Senate education testimony includes local voices

Testimony in the Missouri Senate on Tuesday about a bill to require school districts to have an appeals process for decisions about admission to programs for gifted students included local insight.

"I do see this as an equalizer," Ruthie Caplinger told the Senate Education Committee about House Bill 1371.

Caplinger is an Exploration, Enrichment and Research teacher at Jefferson City Public Schools' Southwest Early Childhood Center. EER is the local program for gifted students - students from the JCPS district or parochial schools served through the program, who qualify with high IQs and show high potential in reading and math.

HB 1371, sponsored by state Rep. Chrissy Sommer, R-St. Charles - who said both of her children are students in gifted programs - would require any district with a state-approved gifted education program "shall have a process, approved by the board of education of the district, that allows parents or guardians to appeal a determination that their child does not qualify to receive services through the district's gifted education program."

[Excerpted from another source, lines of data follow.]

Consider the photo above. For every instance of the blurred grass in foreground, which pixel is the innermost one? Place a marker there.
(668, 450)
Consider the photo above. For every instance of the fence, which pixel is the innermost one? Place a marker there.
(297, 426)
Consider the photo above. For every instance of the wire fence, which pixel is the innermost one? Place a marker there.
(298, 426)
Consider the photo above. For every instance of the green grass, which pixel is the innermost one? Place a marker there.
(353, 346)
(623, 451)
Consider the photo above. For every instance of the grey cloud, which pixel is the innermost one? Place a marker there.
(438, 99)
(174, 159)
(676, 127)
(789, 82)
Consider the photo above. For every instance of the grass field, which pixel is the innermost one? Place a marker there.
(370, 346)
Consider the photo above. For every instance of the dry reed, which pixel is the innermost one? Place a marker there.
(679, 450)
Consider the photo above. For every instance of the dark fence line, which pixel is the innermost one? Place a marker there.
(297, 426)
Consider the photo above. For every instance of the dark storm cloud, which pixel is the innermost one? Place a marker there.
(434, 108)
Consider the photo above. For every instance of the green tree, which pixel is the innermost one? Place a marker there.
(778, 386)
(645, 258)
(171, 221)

School districts are not required to have programs for gifted students but may develop them when "a sufficient number of children are determined to be gifted and their development requires programs or services beyond the level of those ordinarily provided in regular public school programs," according to state statute.

"I call it an appeals process," Sommer said of what her bill would establish. If a student is deemed to be ineligible for a gifted education program, she explain, the mechanism created by her bill would at least entitle parents to be told why.

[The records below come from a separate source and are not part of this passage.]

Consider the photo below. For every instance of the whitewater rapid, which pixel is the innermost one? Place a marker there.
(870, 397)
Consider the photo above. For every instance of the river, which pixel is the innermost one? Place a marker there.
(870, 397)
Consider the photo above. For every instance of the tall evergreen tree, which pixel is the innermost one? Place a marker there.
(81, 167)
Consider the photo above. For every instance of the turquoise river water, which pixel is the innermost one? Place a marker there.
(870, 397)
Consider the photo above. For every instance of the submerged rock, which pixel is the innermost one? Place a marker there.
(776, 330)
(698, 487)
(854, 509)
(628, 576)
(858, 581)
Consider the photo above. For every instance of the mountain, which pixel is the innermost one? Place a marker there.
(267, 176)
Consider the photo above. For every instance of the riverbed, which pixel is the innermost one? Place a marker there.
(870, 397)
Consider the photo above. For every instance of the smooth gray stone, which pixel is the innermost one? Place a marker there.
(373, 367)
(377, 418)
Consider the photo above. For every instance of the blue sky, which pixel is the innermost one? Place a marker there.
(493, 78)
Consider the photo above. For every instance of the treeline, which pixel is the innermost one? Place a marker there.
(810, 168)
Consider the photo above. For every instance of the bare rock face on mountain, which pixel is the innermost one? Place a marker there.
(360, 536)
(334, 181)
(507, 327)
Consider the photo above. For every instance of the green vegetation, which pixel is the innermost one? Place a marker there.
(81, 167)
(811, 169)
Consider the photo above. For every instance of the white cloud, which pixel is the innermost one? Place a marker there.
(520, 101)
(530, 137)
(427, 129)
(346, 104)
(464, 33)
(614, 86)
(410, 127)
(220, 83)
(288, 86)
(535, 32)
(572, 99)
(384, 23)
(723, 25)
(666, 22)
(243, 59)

The bill does not entitle parents to a specific remedy in the event they are told a reason they don't accept, but Caplinger said just demanding districts have the dialogue with parents is an improvement.

She said parents who have professional experience and have a gifted student often will advocate for their child, but parents in the same position who might not have graduated high school, for example, can be hesitant about challenging authority.

St. Joseph Cathedral School fifth-grader Maddy Larkin and her father also testified in support of Sommer's bill.

Otto Fajen, legislative director of the Missouri National Education Association, said the MNEA supports Sommer's bill.

There was no opposition testimony to the bill voiced Tuesday.

In executive session, the Senate education committee voted to pass several bills, including HB 1606, sponsored by state Rep. Elaine Gannon, R-DeSoto. The committee heard testimony last week on that bill, which proposes to have the Department of Elementary and Secondary Education subsidize the costs for first-time takers of the High School Equivalency Test, or HiSET.

The bill's fiscal note was reported to be $1.5 million, which DESE Senior Policy Advisor Michael Harris told the committee is based on the average figure that 15,000 people in Missouri take the HiSET for the first time every year.